The company’s board is stocked with former federal officials, and its lobbyists include former members of Congress and aides from both parties. The company’s government relations shop is similarly stocked with partisans; Chris Frech, its top in-house lobbyist, worked for former President George W. Bush, and Grant Barbosa, a senior director for government affairs, was a legislative assistant to Vice President Kamala Harris when she was a senator.
Senate lobbying disclosures show that the company has spent an average of $3 million a year on lobbying over the past decade — much more than similarly sized biotech firms but about the same as two pharmaceutical giants, AstraZeneca and Bristol Myers Squibb, whose annual revenues are at least 17 times higher.
During the first three months of this year, Emergent reported spending $1.47 million on lobbying, enlisting the services of more than two dozen lobbyists from 10 firms.
Federal campaign disclosure records show that donations to the Emergent BioSolutions Inc. Employees PAC run the gamut. Board members and executives like El-Hibri give as much as $5,000, the maximum allowable amount per year under federal election rules. Some employees have contributed on a biweekly basis in amounts as small as $3.47. Three former employees said the company offered a payroll deduction program to make giving easier.
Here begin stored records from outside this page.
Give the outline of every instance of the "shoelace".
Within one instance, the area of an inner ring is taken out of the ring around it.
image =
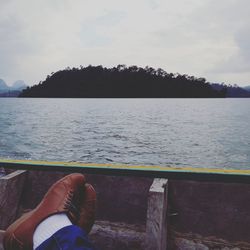
[[[73,214],[76,217],[76,220],[80,218],[80,197],[81,195],[79,191],[73,192],[72,190],[70,190],[64,205],[64,208],[68,210],[71,214]]]

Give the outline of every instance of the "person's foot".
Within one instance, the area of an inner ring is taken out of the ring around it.
[[[95,211],[96,192],[92,185],[86,183],[83,202],[80,210],[80,218],[76,225],[84,229],[87,233],[89,233],[95,222]]]
[[[94,222],[96,196],[93,187],[85,183],[82,174],[68,175],[56,182],[40,204],[23,215],[6,230],[6,250],[33,249],[33,234],[36,227],[47,217],[66,213],[73,224],[87,232]]]

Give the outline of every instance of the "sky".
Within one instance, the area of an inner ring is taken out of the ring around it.
[[[0,78],[66,67],[162,68],[250,85],[249,0],[0,0]]]

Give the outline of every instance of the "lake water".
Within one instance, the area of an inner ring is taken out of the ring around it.
[[[0,158],[250,169],[250,99],[0,98]]]

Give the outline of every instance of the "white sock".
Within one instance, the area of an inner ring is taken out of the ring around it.
[[[65,213],[49,216],[37,226],[34,232],[33,249],[36,249],[58,230],[70,225],[72,225],[72,223]]]

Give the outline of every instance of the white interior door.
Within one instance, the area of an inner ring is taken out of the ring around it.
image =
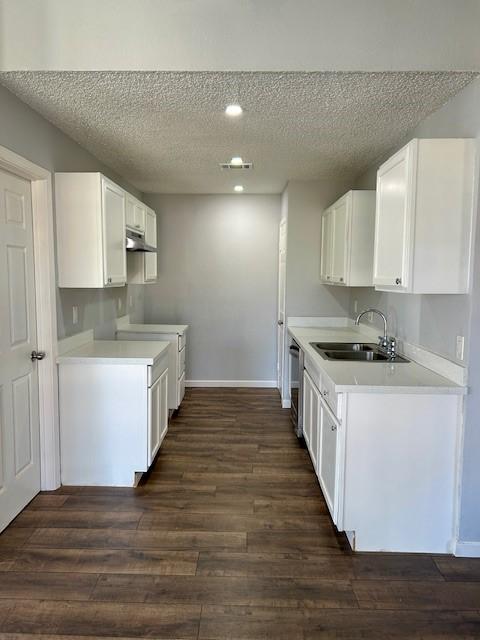
[[[40,491],[31,184],[0,171],[0,531]]]
[[[285,369],[285,293],[287,275],[287,221],[280,222],[278,236],[277,388],[282,392]]]

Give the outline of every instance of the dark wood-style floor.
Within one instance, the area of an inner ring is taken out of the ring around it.
[[[40,494],[0,536],[0,637],[31,634],[480,638],[480,560],[351,554],[277,393],[193,389],[142,486]]]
The employee group tends to spend in small dollar amounts, typically $1,000 to $2,500 on incumbents, including lawmakers representing states where it operates, like Maryland and Michigan. Rep. Steny Hoyer, D-Md., the No. 2 Democrat in the House, was a top beneficiary in the 2020 election cycle; he and an affiliated organization received a total of $10,000.
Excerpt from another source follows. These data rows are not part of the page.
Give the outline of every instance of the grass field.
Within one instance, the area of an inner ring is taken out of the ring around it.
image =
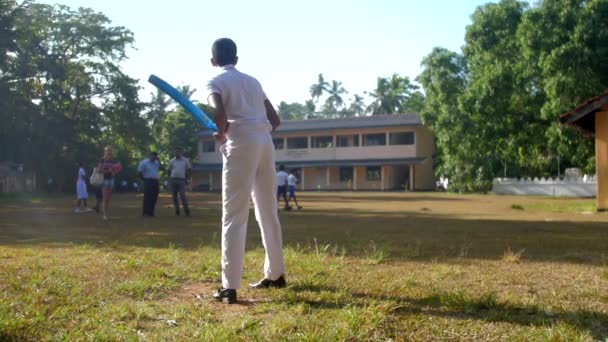
[[[608,214],[588,199],[302,193],[281,212],[288,287],[219,285],[220,197],[158,218],[116,196],[0,199],[0,340],[608,339]],[[250,218],[243,284],[264,253]]]

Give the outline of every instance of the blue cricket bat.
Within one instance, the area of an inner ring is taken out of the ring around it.
[[[163,93],[169,95],[175,102],[179,103],[184,107],[194,118],[196,121],[200,122],[201,125],[209,128],[214,132],[219,132],[219,128],[217,128],[215,122],[203,112],[200,108],[198,108],[192,101],[188,100],[182,93],[177,91],[177,89],[173,88],[169,83],[163,81],[160,77],[156,75],[150,75],[148,78],[148,82],[152,83],[158,89],[160,89]]]

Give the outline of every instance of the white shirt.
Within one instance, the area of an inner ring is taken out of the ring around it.
[[[264,106],[267,97],[262,85],[255,78],[236,70],[234,65],[224,65],[222,72],[207,83],[207,90],[209,95],[217,93],[222,96],[229,122],[268,122]]]
[[[287,185],[296,186],[296,184],[298,184],[298,178],[290,173],[289,176],[287,176]]]
[[[277,172],[277,185],[278,186],[287,185],[287,177],[289,177],[287,172],[285,172],[285,171]]]

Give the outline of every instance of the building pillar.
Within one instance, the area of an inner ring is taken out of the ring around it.
[[[209,191],[213,191],[213,171],[209,171]]]
[[[331,168],[328,166],[327,169],[325,169],[325,184],[326,184],[327,189],[329,189],[330,181],[331,181]]]
[[[353,166],[353,190],[357,191],[357,167]]]
[[[306,185],[304,183],[304,179],[306,179],[306,177],[304,177],[304,170],[306,170],[305,167],[300,169],[300,178],[302,178],[300,179],[300,190],[306,189]]]
[[[408,189],[409,191],[414,191],[414,181],[415,181],[414,170],[415,170],[414,165],[410,164],[410,186]]]
[[[384,165],[380,166],[380,191],[384,191]]]
[[[595,113],[595,167],[597,211],[606,211],[608,210],[608,110]]]

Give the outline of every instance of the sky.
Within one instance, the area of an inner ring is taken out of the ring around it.
[[[104,13],[135,35],[122,64],[139,79],[140,94],[154,90],[150,74],[197,91],[206,103],[209,62],[221,37],[238,46],[237,68],[256,77],[271,101],[304,102],[323,73],[354,94],[372,91],[378,77],[414,79],[436,46],[460,51],[466,26],[489,0],[39,0]]]

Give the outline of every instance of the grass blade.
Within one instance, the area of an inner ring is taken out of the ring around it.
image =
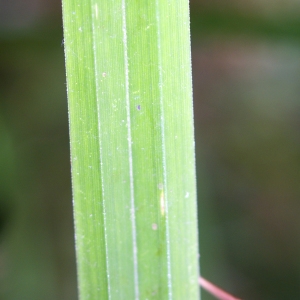
[[[63,15],[81,299],[199,299],[188,1]]]

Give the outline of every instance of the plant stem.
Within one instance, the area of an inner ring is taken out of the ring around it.
[[[208,280],[204,279],[203,277],[199,278],[199,284],[202,288],[208,291],[210,294],[218,298],[219,300],[241,300],[236,298],[229,293],[225,292],[224,290],[220,289],[216,285],[212,284]]]

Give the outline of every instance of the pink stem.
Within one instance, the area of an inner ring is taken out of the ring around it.
[[[199,278],[199,284],[201,287],[203,287],[206,291],[208,291],[210,294],[212,294],[219,300],[241,300],[226,293],[225,291],[218,288],[217,286],[215,286],[214,284],[212,284],[211,282],[207,281],[202,277]]]

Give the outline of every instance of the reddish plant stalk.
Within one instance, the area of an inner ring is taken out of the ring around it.
[[[202,288],[204,288],[207,292],[209,292],[219,300],[241,300],[228,294],[227,292],[223,291],[222,289],[202,277],[199,278],[199,284]]]

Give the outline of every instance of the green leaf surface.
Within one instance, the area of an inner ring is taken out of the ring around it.
[[[80,299],[199,299],[186,0],[64,0]]]

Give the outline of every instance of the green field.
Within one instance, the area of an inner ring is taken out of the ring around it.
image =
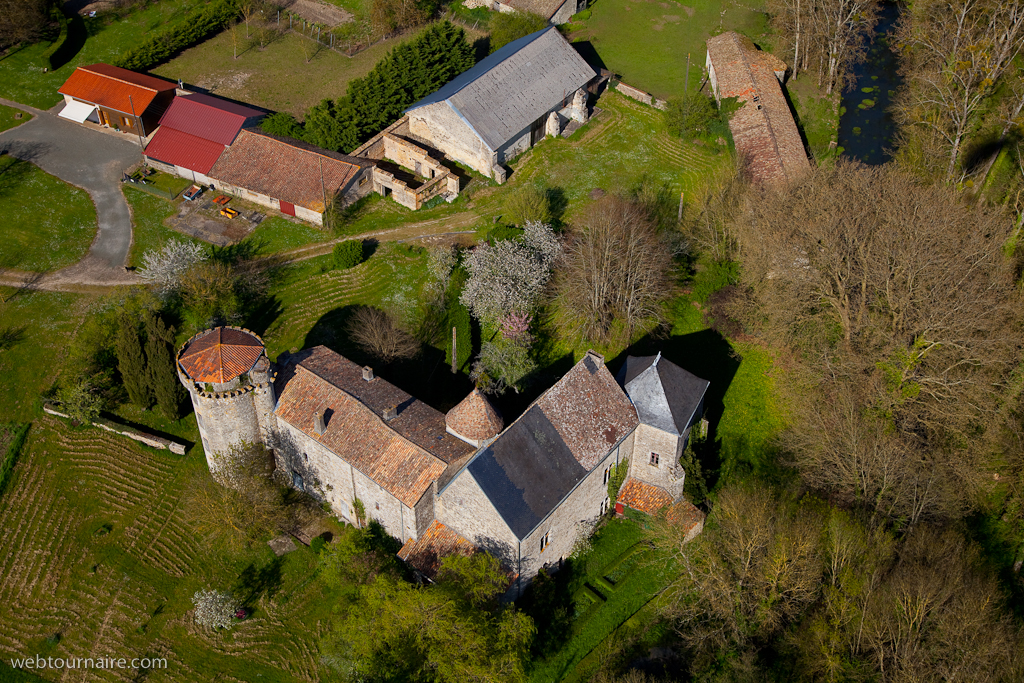
[[[596,0],[591,17],[571,24],[570,39],[589,41],[604,67],[666,99],[683,92],[686,55],[690,89],[700,85],[709,37],[738,31],[761,47],[768,32],[762,0]]]
[[[43,72],[42,55],[49,47],[46,41],[18,48],[0,59],[0,94],[15,102],[49,109],[61,101],[57,88],[76,67],[109,62],[138,44],[147,33],[180,21],[196,4],[196,0],[157,0],[124,18],[115,14],[85,17],[85,44],[59,69]]]
[[[181,242],[199,242],[164,225],[164,220],[176,213],[173,202],[130,186],[125,186],[124,198],[132,210],[133,239],[128,254],[129,265],[141,266],[147,251],[162,249],[171,238]]]
[[[16,118],[18,116],[21,118]],[[31,118],[31,114],[23,112],[20,109],[0,104],[0,133],[5,130],[10,130],[15,126],[20,126]]]
[[[75,263],[96,235],[89,194],[27,161],[0,156],[0,268],[51,271]]]

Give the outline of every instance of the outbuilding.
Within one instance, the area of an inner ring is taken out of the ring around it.
[[[110,64],[80,66],[57,91],[64,96],[58,116],[145,138],[156,130],[176,88],[171,81]]]

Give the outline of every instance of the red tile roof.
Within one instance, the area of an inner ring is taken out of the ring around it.
[[[680,500],[668,509],[668,521],[683,531],[685,541],[692,541],[704,530],[704,513],[688,500]]]
[[[323,412],[326,427],[320,435],[315,429],[318,412]],[[276,414],[408,507],[416,505],[446,467],[380,414],[302,365],[285,384]]]
[[[263,342],[255,334],[216,327],[186,342],[178,362],[196,382],[223,384],[251,370],[262,355]]]
[[[476,552],[476,546],[455,533],[444,524],[434,521],[419,540],[406,541],[398,551],[398,557],[419,570],[428,579],[437,576],[441,560],[449,555],[469,557]]]
[[[736,97],[740,109],[729,121],[736,152],[756,183],[784,183],[810,170],[800,131],[776,72],[786,64],[728,31],[709,38],[708,60],[715,70],[716,95]]]
[[[75,69],[57,92],[125,114],[142,116],[158,93],[174,90],[176,83],[109,64]],[[129,100],[129,96],[131,99]]]
[[[175,97],[160,118],[160,125],[224,146],[234,142],[247,121],[262,115],[256,109],[193,93]]]
[[[219,142],[204,140],[167,126],[157,128],[156,134],[146,145],[147,157],[203,175],[210,172],[223,151],[224,145]]]
[[[615,500],[634,510],[646,512],[649,515],[653,515],[666,505],[672,504],[672,496],[668,494],[668,491],[660,486],[647,484],[633,477],[626,479],[626,482],[619,490],[618,498]]]
[[[592,351],[536,402],[589,472],[640,423],[604,359]]]
[[[330,201],[367,165],[365,159],[242,130],[210,177],[322,213],[324,195]]]
[[[497,436],[505,426],[497,409],[479,389],[473,389],[469,396],[449,410],[444,421],[449,429],[474,441]]]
Two members of the House panel conducting Wednesday’s hearing — Reps. Jim Jordan, R-Ohio, and Jamie Raskin, D-Md. — each received $1,000 contributions over the same election cycle.
In an interview, Raskin said that he had been unaware of the donation until he was contacted by a Times reporter and that he had returned the money. A spokesman for Jordan said that the congressman had raised more than $18 million during the 2020 election cycle and that contributions had no bearing on his work as a legislator.
Hartwig, the Emergent spokesman, said in an email message that the PAC “supports incumbent Members of Congress of both chambers and from both parties who represent our employees and our facilities, and who are committed to preparedness and response for the next biological, chemical, or public health threat.”